Hungarian official confirms government bought and used Pegasus spyware

Hungary-Budapest-Parliament

A Hungarian government official has confirmed this week that the small central European country has bought and deployed Pegasus, a commercial spyware program developed by Israeli company NSO Group.

Lajos Kosa, chair of the Parliament’s Defense and Law Enforcement Committee, told reporters following a closed-door meeting that Hungary purchased access to NSO’s infamous spying software but that it only used it with permission from a judge or the Minister of Justice.

Kosa’s reply, coming to a question from an ATV reporter, established Hungary in the unwanted role of being the first and only European country that is an NSO customer.

The bad reputation of being an NSO customer comes after the company’s spyware has been linked to numerous human rights abuses in autocratic regimes, such as Saudi Arabia, Bahrain, Yemen, Uzbekistan, Morrocco, Turkey, and others.

Committee minutes classified until 2050

The Parliament committee, whose transcripts were sealed and classified until 2050 in a move that shocked Hungarian journalists this week, comes after a pan-global journalistic investigation unearthed that the Hungarian government used the Pegasus spyware to spy on local journalists, government critics, and opposition political figures.

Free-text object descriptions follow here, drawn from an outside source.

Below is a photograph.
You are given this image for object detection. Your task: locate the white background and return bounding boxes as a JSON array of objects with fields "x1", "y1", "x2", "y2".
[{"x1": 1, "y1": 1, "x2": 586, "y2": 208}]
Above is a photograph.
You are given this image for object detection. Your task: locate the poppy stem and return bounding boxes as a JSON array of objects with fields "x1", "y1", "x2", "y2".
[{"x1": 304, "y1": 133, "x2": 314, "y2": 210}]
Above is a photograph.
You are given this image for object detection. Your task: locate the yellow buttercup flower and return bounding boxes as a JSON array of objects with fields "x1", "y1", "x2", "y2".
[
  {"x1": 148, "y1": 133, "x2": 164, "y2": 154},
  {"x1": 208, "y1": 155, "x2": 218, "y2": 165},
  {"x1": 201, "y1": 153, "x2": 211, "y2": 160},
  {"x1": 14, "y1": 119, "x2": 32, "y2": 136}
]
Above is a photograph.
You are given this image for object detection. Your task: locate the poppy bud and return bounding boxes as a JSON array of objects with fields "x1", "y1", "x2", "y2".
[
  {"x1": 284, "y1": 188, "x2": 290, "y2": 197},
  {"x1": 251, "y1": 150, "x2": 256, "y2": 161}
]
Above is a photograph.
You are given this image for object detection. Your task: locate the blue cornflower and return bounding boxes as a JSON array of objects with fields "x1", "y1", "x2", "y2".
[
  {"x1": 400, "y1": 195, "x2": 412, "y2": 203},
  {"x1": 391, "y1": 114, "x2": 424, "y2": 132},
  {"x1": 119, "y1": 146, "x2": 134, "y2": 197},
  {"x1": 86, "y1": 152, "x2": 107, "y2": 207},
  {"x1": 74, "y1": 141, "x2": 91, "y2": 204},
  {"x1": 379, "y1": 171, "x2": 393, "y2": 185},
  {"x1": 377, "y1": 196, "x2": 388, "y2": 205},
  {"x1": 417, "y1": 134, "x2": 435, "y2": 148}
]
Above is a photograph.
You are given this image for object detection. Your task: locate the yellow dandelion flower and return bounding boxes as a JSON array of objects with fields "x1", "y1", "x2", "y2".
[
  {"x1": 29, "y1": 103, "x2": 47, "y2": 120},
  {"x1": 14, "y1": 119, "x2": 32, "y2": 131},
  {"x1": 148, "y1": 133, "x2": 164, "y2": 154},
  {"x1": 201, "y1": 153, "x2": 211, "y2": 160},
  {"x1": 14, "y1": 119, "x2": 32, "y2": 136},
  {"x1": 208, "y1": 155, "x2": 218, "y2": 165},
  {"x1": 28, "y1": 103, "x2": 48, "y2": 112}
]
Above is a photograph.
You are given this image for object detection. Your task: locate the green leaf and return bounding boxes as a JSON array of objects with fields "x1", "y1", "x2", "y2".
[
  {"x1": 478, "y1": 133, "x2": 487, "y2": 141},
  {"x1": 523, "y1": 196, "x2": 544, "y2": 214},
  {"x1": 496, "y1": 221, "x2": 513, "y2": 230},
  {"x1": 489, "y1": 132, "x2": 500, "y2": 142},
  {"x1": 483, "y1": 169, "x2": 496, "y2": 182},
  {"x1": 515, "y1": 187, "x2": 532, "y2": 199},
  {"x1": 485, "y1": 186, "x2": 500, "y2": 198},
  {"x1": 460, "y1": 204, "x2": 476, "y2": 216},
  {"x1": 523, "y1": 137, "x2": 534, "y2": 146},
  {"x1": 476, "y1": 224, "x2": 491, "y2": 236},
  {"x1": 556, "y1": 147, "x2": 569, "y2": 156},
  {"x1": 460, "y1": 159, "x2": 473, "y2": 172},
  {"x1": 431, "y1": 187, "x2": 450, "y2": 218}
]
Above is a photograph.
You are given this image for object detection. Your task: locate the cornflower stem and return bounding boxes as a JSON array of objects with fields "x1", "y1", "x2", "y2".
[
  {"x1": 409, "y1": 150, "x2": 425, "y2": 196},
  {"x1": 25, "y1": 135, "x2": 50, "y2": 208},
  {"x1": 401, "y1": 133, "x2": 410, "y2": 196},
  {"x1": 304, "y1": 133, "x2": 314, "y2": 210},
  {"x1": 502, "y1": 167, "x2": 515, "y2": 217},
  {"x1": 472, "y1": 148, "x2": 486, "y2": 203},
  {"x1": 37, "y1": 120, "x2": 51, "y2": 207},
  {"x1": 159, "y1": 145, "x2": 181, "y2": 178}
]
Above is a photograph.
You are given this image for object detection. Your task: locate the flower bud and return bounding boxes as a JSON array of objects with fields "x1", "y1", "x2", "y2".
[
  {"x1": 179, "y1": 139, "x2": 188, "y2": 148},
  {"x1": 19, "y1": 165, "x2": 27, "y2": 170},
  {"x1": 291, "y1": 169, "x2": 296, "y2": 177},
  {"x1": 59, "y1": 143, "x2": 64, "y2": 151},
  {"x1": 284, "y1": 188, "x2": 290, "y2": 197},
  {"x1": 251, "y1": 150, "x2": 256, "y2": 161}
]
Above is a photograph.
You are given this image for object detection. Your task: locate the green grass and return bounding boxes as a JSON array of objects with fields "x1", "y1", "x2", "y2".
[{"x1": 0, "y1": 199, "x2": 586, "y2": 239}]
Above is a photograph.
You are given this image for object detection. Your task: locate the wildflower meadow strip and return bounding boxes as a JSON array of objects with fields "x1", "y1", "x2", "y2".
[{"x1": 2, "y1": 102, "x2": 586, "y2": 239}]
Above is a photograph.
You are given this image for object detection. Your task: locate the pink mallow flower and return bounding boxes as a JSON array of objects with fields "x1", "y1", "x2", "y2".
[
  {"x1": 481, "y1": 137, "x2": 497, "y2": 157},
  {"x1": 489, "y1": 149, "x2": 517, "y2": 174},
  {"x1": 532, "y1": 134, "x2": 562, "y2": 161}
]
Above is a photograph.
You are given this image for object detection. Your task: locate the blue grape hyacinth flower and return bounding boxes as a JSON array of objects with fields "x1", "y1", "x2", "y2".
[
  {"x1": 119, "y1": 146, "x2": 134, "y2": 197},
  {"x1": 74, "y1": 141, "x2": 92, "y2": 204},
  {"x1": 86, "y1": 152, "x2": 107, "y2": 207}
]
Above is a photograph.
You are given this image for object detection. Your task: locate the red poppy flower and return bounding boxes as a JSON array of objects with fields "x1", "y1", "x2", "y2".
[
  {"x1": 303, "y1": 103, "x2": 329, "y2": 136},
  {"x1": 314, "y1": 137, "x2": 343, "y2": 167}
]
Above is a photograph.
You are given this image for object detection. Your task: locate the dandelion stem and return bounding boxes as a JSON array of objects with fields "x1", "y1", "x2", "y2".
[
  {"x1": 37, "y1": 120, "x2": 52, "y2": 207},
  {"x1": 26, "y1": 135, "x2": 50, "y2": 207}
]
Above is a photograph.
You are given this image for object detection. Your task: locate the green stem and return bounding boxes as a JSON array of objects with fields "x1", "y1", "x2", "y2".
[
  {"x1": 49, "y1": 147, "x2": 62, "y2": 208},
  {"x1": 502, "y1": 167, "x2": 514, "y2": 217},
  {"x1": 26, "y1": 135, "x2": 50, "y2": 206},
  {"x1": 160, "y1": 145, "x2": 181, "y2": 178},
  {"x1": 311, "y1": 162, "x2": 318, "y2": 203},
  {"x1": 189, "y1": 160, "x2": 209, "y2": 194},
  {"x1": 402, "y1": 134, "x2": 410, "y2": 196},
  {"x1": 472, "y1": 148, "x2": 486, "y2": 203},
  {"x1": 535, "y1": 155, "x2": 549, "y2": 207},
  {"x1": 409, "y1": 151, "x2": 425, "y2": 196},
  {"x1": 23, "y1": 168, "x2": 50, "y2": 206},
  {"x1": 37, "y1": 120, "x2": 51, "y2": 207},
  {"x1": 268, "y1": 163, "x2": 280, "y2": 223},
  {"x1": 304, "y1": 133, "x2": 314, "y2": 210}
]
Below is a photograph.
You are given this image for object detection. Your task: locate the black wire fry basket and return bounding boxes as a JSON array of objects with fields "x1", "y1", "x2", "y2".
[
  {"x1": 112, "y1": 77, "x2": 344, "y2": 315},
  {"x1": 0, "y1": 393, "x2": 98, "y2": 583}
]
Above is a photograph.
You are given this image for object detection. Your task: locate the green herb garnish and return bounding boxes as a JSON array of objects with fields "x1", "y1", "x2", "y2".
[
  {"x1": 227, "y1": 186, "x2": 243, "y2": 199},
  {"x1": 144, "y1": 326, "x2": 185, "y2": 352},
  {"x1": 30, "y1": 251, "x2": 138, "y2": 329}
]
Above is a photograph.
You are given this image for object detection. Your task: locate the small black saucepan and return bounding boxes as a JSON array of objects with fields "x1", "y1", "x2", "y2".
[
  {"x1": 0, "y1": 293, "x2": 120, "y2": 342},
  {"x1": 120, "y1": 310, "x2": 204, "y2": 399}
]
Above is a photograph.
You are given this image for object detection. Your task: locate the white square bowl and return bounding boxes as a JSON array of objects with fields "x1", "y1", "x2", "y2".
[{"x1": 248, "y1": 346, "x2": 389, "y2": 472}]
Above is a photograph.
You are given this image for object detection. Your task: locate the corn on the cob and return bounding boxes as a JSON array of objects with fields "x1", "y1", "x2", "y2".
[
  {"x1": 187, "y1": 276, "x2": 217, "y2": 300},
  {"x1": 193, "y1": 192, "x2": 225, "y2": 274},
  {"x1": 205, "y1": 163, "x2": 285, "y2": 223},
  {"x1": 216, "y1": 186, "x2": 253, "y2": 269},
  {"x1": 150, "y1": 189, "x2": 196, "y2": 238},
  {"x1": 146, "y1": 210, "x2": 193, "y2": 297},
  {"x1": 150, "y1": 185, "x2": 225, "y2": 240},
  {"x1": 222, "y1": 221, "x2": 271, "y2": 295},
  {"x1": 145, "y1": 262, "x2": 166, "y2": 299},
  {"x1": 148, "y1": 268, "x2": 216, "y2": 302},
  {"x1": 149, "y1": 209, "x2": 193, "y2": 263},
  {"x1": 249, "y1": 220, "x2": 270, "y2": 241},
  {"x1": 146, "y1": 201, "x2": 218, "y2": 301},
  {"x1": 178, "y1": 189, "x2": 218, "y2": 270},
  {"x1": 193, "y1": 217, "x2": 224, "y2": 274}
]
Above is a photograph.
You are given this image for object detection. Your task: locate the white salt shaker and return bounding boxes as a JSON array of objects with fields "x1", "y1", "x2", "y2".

More than 300 individuals in Hungary are believed to have been targeted, according to the investigation, published earlier this year, in July.

The revelation triggered widespread calls for a formal inquiry into the government’s actions and even street protests across Budapest, Hungary’s capital.

Throughout all of this, the government refused to officially confirm any of the investigation’s findings, promising to look into the matter to establish facts.

Government tries to distance itself from Kosa’s statement

But hours after Kosa’s unexpected statements, following what was supposed to be a classified meeting, the Hungarian Ministry of the Interior tried to disavow and distance itself from the lawmaker’s remarks.

“The Ministry of the Interior has never commented on or qualified the statements made by members of parliament after committee meetings,” a spokesperson told local news outlet Telex.

The spokesperson also went on to add that Hungary does not carry out illegal surveillance.

However, this was the exact point that local press and opposing politicians were trying to obtain from these committee meetings — namely, if the ruling Fidesz party had abused its position in the government to “legally” authorize the use of Pegasus in cases where there was no reason to do so.

With the meeting’s minutes being classified, such questions will remain unanswered, despite the Hungarian government holding a Parliamentary inquiry into the illegal spying accusations at the behest of its critics.

Kosa’s admission that Hungary bought spyware from the NSO Group came a day after the US sanctioned the company for supplying the Pegasus spyware to foreign governments that then used it “to maliciously target government officials, journalists, businesspeople, activists, academics, and embassy workers.”